In [26]:
from sklearn.compose import ColumnTransformer
from sklearn.model_selection import train_test_split, GridSearchCV
from sklearn.pipeline import Pipeline
from sklearn.preprocessing import LabelEncoder, OneHotEncoder
from sklearn.ensemble import RandomForestClassifier
from sklearn.svm import SVC
from sklearn.metrics import accuracy_score, f1_score, precision_score, recall_score, roc_auc_score
from imblearn.over_sampling import SMOTE
from imblearn.under_sampling import RandomUnderSampler
import pandas as pd
import numpy as np
from collections import Counter

# DiCE imports
import dice_ml
from dice_ml.utils import helpers  

In [51]:
dataset = pd.read_csv('risk_factors_cervical_cancer.csv')
dataset = dataset.drop(['STDs: Time since first diagnosis', 'STDs: Time since last diagnosis', 'Hinselmann', 'Schiller',
       'Citology'],axis=1)
dataset = dataset.replace('?',np.NaN)
dataset = dataset.dropna(how='any')
LE = LabelEncoder()
dataset['Biopsy'] = LE.fit_transform(dataset['Biopsy'])
display(dataset.head())
print(dataset['Biopsy'].value_counts())

Unnamed: 0,Age,Number of sexual partners,First sexual intercourse,Num of pregnancies,Smokes,Smokes (years),Smokes (packs/year),Hormonal Contraceptives,Hormonal Contraceptives (years),IUD,...,STDs:AIDS,STDs:HIV,STDs:Hepatitis B,STDs:HPV,STDs: Number of diagnosis,Dx:Cancer,Dx:CIN,Dx:HPV,Dx,Biopsy
0,18,4.0,15.0,1.0,0.0,0.0,0.0,0.0,0.0,0.0,...,0.0,0.0,0.0,0.0,0,0,0,0,0,0
1,15,1.0,14.0,1.0,0.0,0.0,0.0,0.0,0.0,0.0,...,0.0,0.0,0.0,0.0,0,0,0,0,0,0
3,52,5.0,16.0,4.0,1.0,37.0,37.0,1.0,3.0,0.0,...,0.0,0.0,0.0,0.0,0,1,0,1,0,0
4,46,3.0,21.0,4.0,0.0,0.0,0.0,1.0,15.0,0.0,...,0.0,0.0,0.0,0.0,0,0,0,0,0,0
5,42,3.0,23.0,2.0,0.0,0.0,0.0,0.0,0.0,0.0,...,0.0,0.0,0.0,0.0,0,0,0,0,0,0


0    623
1     45
Name: Biopsy, dtype: int64


In [52]:
target = dataset["Biopsy"]
X = dataset.drop(['Biopsy'],axis=1)
    
ros = SMOTE()
# resampling X, y
dataset, target = ros.fit_resample(X, target)
# new class distribution 
print(Counter(target))
print(type(dataset))

dataset = pd.concat([dataset,target],axis=1)
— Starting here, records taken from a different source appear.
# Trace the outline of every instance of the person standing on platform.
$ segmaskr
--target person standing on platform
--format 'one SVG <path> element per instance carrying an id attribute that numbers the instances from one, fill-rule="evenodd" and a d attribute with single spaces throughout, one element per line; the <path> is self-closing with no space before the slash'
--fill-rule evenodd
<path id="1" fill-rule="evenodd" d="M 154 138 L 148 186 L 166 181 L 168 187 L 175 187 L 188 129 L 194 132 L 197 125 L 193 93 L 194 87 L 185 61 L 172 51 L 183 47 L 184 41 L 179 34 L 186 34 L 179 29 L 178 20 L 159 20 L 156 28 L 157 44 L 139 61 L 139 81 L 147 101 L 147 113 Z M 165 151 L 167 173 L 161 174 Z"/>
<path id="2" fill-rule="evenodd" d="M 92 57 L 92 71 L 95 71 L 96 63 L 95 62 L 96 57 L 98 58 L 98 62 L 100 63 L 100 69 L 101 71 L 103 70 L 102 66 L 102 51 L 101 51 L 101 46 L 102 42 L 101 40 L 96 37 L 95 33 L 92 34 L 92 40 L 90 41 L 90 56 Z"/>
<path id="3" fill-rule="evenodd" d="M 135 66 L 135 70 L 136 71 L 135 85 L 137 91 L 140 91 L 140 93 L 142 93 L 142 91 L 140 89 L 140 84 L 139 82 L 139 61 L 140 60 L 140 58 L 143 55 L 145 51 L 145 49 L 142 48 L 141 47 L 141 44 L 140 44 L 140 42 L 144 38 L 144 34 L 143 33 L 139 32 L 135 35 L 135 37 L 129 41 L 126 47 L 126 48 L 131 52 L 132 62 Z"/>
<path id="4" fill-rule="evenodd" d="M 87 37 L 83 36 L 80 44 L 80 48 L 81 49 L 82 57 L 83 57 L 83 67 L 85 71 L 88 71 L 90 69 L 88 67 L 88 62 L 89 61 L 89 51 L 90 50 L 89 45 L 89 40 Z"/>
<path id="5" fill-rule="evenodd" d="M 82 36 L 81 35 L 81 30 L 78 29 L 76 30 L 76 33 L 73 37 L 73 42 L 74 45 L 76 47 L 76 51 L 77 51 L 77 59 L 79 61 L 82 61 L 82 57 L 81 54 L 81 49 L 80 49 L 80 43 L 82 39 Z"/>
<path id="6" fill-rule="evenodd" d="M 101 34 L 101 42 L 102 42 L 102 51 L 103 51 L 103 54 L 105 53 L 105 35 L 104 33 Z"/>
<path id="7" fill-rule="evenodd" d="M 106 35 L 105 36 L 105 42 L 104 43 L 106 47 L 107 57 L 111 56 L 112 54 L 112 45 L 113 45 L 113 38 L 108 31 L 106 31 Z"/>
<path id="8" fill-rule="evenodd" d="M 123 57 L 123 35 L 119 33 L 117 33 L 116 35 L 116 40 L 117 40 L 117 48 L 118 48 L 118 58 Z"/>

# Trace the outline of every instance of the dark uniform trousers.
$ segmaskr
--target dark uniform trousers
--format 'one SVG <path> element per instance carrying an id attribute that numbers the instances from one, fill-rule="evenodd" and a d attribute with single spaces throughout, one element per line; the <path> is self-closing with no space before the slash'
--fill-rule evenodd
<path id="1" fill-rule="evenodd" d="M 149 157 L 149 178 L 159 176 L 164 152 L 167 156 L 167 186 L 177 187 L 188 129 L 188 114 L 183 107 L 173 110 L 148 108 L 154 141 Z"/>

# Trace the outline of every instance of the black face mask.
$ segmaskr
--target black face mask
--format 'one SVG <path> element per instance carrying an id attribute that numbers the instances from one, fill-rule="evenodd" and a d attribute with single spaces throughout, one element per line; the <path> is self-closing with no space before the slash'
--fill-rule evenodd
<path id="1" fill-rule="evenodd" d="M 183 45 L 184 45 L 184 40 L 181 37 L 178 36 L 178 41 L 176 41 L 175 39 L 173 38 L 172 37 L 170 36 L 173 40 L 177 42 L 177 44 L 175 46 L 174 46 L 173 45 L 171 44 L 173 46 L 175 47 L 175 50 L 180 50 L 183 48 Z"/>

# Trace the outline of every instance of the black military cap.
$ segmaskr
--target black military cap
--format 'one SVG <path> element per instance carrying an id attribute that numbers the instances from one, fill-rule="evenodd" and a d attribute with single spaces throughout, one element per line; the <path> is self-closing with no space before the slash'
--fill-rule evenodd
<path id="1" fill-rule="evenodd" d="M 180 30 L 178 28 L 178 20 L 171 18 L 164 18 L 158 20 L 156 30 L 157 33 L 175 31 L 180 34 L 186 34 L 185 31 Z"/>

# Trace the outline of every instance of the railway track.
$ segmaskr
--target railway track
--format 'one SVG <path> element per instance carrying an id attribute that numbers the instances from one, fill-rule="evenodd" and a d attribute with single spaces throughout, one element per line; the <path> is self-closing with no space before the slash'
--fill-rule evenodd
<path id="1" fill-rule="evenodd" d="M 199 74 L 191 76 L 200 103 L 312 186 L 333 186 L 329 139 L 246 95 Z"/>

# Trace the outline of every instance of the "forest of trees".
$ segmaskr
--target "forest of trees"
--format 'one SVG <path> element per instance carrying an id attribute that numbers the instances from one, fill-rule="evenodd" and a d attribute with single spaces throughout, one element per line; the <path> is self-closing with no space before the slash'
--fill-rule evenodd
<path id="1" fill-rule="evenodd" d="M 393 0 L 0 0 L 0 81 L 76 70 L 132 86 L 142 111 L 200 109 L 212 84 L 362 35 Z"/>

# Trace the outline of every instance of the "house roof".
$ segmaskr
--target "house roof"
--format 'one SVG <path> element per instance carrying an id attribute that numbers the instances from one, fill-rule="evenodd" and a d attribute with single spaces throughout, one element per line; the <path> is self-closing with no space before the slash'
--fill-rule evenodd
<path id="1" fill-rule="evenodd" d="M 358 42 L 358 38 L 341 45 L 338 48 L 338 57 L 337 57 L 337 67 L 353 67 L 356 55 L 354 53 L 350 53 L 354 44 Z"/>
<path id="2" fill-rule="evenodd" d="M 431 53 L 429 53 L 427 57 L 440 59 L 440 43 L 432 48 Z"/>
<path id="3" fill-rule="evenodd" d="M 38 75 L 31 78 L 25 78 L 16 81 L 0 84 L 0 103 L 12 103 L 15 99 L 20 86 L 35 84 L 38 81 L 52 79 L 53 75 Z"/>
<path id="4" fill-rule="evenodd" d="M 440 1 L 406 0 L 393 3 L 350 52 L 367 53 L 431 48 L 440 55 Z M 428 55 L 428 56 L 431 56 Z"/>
for col in dataset.columns:
    dataset[col] = dataset[col].astype(str).astype(float)

train_dataset, test_dataset, y_train, y_test = train_test_split(dataset,
                                                                target,
                                                                test_size=0.2,
                                                                random_state=0,
                                                                stratify=target)
x_train = train_dataset.drop('Biopsy', axis=1)
x_test = test_dataset.drop('Biopsy', axis=1)

Counter({0: 623, 1: 623})
<class 'pandas.core.frame.DataFrame'>


In [53]:
dataset.columns

Index(['Age', 'Number of sexual partners', 'First sexual intercourse',
       'Num of pregnancies', 'Smokes', 'Smokes (years)', 'Smokes (packs/year)',
       'Hormonal Contraceptives', 'Hormonal Contraceptives (years)', 'IUD',
       'IUD (years)', 'STDs', 'STDs (number)', 'STDs:condylomatosis',
       'STDs:cervical condylomatosis', 'STDs:vaginal condylomatosis',
       'STDs:vulvo-perineal condylomatosis', 'STDs:syphilis',
       'STDs:pelvic inflammatory disease', 'STDs:genital herpes',
       'STDs:molluscum contagiosum', 'STDs:AIDS', 'STDs:HIV',
       'STDs:Hepatitis B', 'STDs:HPV', 'STDs: Number of diagnosis',
       'Dx:Cancer', 'Dx:CIN', 'Dx:HPV', 'Dx', 'Biopsy'],
      dtype='object')

In [54]:
d = dice_ml.Data(dataframe=train_dataset, continuous_features=['Age','First sexual intercourse','Smokes (years)','Smokes (packs/year)','Hormonal Contraceptives (years)','IUD (years)'], outcome_name='Biopsy')

In [55]:
numerical = ['Age','First sexual intercourse','Smokes (years)','Smokes (packs/year)','Hormonal Contraceptives (years)','IUD (years)']
categorical = x_train.columns.difference(numerical)

categorical_transformer = Pipeline(steps=[
    ('onehot', OneHotEncoder(handle_unknown='ignore'))])

transformations = ColumnTransformer(
    transformers=[
        ('cat', categorical_transformer, categorical)])

# Append classifier to preprocessing pipeline.

clf_rf = Pipeline(steps=[('preprocessor', transformations),
                      ('clf', RandomForestClassifier(random_state=42))])

clf_svm = Pipeline(steps=[('preprocessor', transformations),
                      ('clf', SVC(random_state=42))])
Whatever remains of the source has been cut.